The self-abstraction asks different questions. What kind of cognition is being made routine here? Which company loop made that cognition cheap? What user habit does the product install? Which company-shaped moves enter the user's own workflow when the user rents this agent? Where must the user's own should-layer sit so the rented agent can be used without becoming the source of direction?
Once those questions are available, the same public facts change category. They stop being updates and become priors.
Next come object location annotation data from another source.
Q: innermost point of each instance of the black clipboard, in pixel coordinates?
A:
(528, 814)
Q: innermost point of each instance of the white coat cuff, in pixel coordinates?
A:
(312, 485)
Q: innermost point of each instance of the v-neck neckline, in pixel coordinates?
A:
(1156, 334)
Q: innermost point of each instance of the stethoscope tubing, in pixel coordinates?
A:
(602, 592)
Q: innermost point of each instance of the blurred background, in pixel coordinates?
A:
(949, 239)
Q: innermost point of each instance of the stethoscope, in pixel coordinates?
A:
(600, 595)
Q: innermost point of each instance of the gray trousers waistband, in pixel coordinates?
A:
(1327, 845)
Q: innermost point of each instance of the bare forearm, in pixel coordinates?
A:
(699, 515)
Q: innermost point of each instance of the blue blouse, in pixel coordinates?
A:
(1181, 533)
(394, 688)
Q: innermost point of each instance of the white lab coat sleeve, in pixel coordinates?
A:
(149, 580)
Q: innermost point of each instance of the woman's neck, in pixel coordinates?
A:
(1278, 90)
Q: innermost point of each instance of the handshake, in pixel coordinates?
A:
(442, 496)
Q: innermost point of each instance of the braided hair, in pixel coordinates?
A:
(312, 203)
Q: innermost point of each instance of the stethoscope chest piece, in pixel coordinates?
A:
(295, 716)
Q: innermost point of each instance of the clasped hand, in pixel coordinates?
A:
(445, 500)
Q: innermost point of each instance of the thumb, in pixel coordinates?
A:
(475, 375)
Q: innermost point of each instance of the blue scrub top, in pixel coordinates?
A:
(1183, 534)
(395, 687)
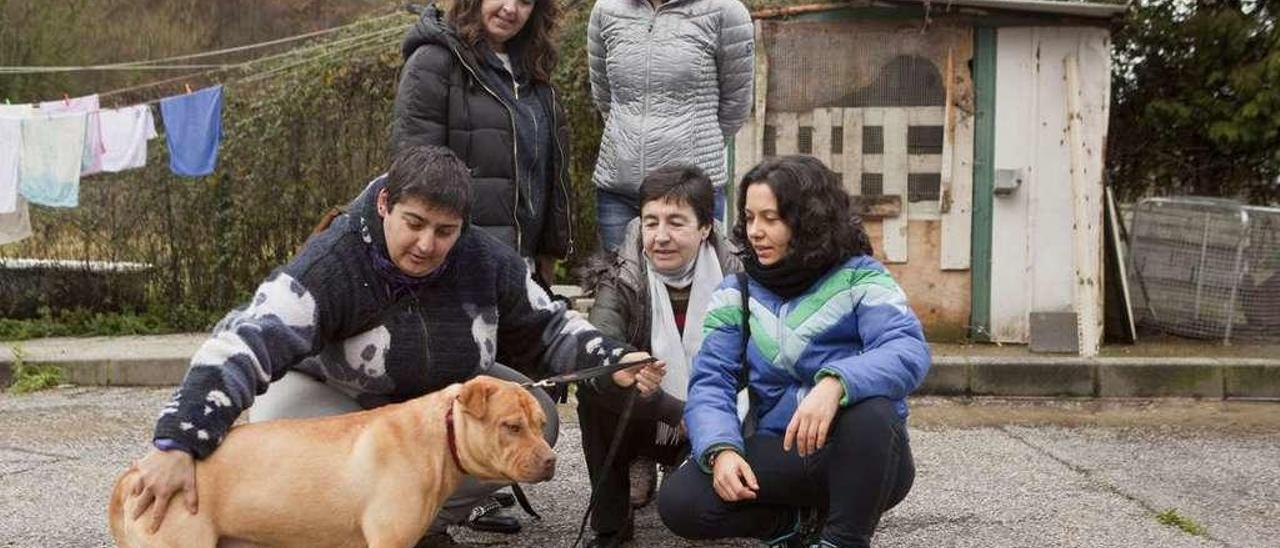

This is why the leaders can still look confused. They may see more telemetry than anyone else, but they stand inside their own loop. OpenAI sees adoption, product expansion, safety incidents, enterprise demand, and the widening of Codex beyond code. Anthropic sees agent safety, Claude's behavior under autonomy, organizational adoption, and the shift from coding to orchestration. Each company can model its own pressure better than outsiders can. The cross-company abstraction lives one level up: what happens to the user when two different company loops compete to define the user's default moves.
That level is hard to see from inside either company because the company is the thing being abstracted. The fish can instrument the water. It still has to become strange to itself before it can name water as water.
Hari's edge is public information with a landing place. A model comparison becomes a graph node. A graph node becomes a product routing rule. A product routing rule becomes a build decision. A build decision creates new observations. The observations become the next node. That loop turns fog into structure while the field is still deciding which fog bank to benchmark.
This is the time-lensing feeling at the frontier. The interval between seeing and doing collapses. A production user can run a cycle in a day that public discourse digests over weeks: observe the agent, name the mechanism, route the provider, build the artifact, check the failure, update the doctrine. After enough cycles, the others stop looking ahead. First they look sideways, because everyone seems to be moving together. Then they look backward, because one loop has already crossed from observation into production use.
The feeling is dangerous if it becomes status. The field is moving fast. OpenAI and Anthropic have more telemetry, more talent, and more deployment surface than any small graph. Practitioners are already discovering workflow-over-model, verification-over-generation, and durable-state-over-chat. Public compression will improve. The edge cannot be "I saw it and they did not." That edge decays on contact with competent people.
The real edge is the machinery for turning seeing into owned structure. Public discourse can identify a bottleneck. Hari can attach it to prior nodes, turn it into an architectural rule, test it in a live product, and preserve the reasoning in a form the next agent can inherit. That is self-abstraction as an operating loop.
Most people are confused because the field is still learning to be an object to itself. It can produce agents before it can describe what agentic work is doing to the user. It can benchmark models before it can model the company habits inside the harness. It can ship workflows before it can say where the should-layer belongs.
The frontier is visible. The advantage is having a place where visibility becomes structure before the crowd finishes calling it a vibe.